George Michael’s Death Unsettled Still

    0
    12903

    Authorities latest report state that the death of George Michael is still unsettled, as the autopsy reports regarding the cause of his death are lacking till now.

    George Michael, who died at 53, had been found lifeless at his home situated in Goring-on-Thames, Oxfordshire on the day of Christmas.

    Michael’s publicist stated that after Michael’s death, his family and friends had been overwhelmed with the overflow of condolences and kind words and prayers from scores of fans, and they stated that there is no mysterious events or context surrounding the death of Michael.

    Inconclusive Postmortem

    The Thames Valley police have been conducting the autopsy since last Thursday, and still find the case till now to be incomplete.

    They added that results for the postmortem may be known within an additional several weeks still, and that the reason for Michael’s death is still uncertain at the given moment.

    Although the cause of the death has not been concluded, the authorities have said they do not regard it as a suspicious death either.

    Fadi Fawaz, Michael’s lover, claims that as he was about to wake up Michael for the Christmas lunch, he had found his unresponsive state on the bed.

    Respect for the Dead

    Shortly after Michael’s death, Fawaz had posted a link on Twitter which was to a track made by Michael still unreleased named ‘This Kind of Love.’

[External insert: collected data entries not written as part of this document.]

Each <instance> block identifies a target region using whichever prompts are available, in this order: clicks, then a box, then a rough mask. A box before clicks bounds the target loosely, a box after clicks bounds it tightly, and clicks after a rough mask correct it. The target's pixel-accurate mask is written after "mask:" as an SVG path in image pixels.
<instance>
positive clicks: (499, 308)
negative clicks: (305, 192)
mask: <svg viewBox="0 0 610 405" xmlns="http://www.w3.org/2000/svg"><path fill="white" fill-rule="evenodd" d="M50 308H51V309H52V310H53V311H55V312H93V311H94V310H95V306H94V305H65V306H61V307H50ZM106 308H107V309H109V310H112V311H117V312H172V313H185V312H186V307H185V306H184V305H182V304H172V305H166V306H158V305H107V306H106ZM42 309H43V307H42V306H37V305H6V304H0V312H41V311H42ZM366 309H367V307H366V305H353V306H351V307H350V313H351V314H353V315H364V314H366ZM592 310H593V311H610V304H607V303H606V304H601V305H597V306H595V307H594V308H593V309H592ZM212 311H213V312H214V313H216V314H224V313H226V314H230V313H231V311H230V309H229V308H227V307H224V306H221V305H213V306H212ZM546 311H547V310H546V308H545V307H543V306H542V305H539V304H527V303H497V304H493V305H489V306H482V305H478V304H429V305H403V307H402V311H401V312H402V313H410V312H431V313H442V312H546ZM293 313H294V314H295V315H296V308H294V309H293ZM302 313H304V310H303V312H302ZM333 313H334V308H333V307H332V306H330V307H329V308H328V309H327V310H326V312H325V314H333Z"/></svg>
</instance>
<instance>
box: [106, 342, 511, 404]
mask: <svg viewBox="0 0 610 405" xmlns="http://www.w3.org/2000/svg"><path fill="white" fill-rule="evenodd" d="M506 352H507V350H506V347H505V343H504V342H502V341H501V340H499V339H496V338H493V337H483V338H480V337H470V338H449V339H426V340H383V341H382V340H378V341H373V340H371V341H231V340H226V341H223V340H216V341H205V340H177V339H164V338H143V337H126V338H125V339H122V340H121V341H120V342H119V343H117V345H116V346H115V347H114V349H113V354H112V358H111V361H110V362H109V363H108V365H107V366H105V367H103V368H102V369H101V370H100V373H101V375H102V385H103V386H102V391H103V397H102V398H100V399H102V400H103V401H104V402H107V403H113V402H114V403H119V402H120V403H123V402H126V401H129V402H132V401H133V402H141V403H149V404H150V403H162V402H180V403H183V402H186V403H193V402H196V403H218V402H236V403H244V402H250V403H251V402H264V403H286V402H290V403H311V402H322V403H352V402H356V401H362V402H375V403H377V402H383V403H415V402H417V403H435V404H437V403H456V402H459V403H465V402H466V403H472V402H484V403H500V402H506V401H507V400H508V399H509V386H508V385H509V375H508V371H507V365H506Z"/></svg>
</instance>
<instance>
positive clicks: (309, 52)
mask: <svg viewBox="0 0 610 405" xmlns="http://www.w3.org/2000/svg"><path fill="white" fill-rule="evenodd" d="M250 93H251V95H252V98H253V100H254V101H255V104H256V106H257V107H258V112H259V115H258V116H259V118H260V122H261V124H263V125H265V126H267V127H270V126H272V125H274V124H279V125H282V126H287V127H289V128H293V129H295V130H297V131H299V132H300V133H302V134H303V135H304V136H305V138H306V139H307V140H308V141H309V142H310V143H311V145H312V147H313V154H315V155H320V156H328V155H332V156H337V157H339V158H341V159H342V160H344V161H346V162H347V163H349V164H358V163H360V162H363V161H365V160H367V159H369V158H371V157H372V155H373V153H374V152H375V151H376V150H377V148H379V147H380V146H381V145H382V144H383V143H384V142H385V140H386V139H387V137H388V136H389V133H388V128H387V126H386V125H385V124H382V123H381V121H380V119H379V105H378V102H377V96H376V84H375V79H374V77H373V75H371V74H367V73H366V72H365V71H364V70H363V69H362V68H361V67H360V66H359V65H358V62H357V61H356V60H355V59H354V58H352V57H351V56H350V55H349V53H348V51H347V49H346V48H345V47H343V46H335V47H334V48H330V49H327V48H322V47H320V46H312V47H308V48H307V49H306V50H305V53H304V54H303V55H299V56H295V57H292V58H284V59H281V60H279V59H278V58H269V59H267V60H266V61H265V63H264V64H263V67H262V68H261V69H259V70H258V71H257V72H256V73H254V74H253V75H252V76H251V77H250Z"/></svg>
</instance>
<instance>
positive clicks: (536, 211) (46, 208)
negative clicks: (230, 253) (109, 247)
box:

    It is believed that this track had been recorded as far back as 1991 and features Elton John and a few additional musicians as well.

    Since it had never been officially released, Fawaz had received some criticism online from Michael’s lawyers who disapproved of this move, stating that Michael had not requested or given permission for this track to be released to the public.

    Former band member from Wham! Also reacted to this matter by saying that Michael’s wishes deserve to be respected, and no one has the right to release these ‘lost’ tracks, ending his statement by saying that “I, nor anyone else have the right to transgress that principle.”